Thanksgiving morning packed up the camper and Miss Dixie, and headed for Port St. Joe for some camping and good fishing. Arrived shortly after noon, got the camper set up and headed for the ICW with the boat, but without the benefit of live bait. Nata, zero, zip, no fish. Back on bank and heading for the Marina basin before sundown with high hopes, but the weather is warm and it's notto be; three blues and 1 speck, all on Gulp Shrimp.

Friday up by dawn and head for the Marina, but the front had come in over night and the bite was slow. Lane caught a couple of rat reds. Met up with good buddy Skip Griffies and his son Chuck.Skip retired from coaching football at the Alabama School for the Deaf in Talladega, where I grew up, but I only met him a few years ago at Port St. Joe on one of these trips. We decided to head back to the ICW with hopes of bigger and better. Good move...total for the day 9 keeper specks with Lanes best coming in short ata tad over 22 and 3.75lbs (this oneafter losing a mustabeen bigger one at the boat). Most of the keepers were in the 15 to 18" range, but we released apx 30 shorties. Sorry the :takephoto are still on the cam.

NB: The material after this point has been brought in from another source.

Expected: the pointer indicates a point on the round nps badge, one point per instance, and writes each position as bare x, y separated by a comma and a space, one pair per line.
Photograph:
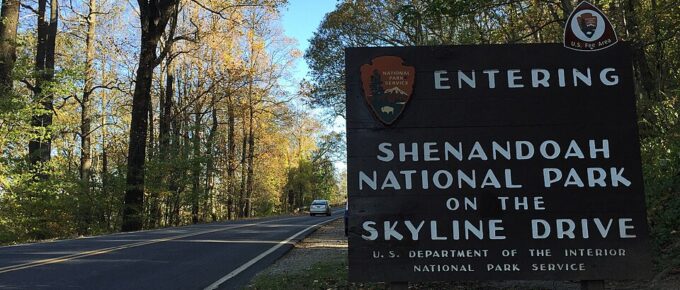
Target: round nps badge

Saturday up before dawn and back to the Marina basin, but again the weather has not cooperated to push the specks into the basin.( It is not unusual, following a period of cold weather, to be able to get your limit of specks within an hour after sun up. ) So, off to the ICW... same routine as day before, except the tides are later, and the bite a little different. Total keep for day, 6 specks and 1 sheepshead, but the catch was definitely a mixed bag: catfish, lizard fish, flounder, huge croakers, and striped bass.

Sunday AMat theMarina for one last try and caughta few shortie specks and a couple of small pompano. So back to camp and pack for the ride home.

Good fishing, good eats, good football :clap, and best of all great time with great friends. Overall, a great trip with hopes of better fishing on next go around.


----------



## FishnLane (Oct 1, 2007)

Great weekend indeed. Missing was the pictures of the full moon, great sunsets, two events to take down the awning due to extreme winds and many lost leaders. Stayed at Presnells Camp and parked the camper about 3 feet from the Bay. We are even planning on returning during the Christmas holidays. We invited our fishing friend, Skip,to join the PFF. He really knows how to put on you the fish. Hopefully we'll see him post soon. And Hey, it's hard to take pics when you are catching fish. :banghead.


----------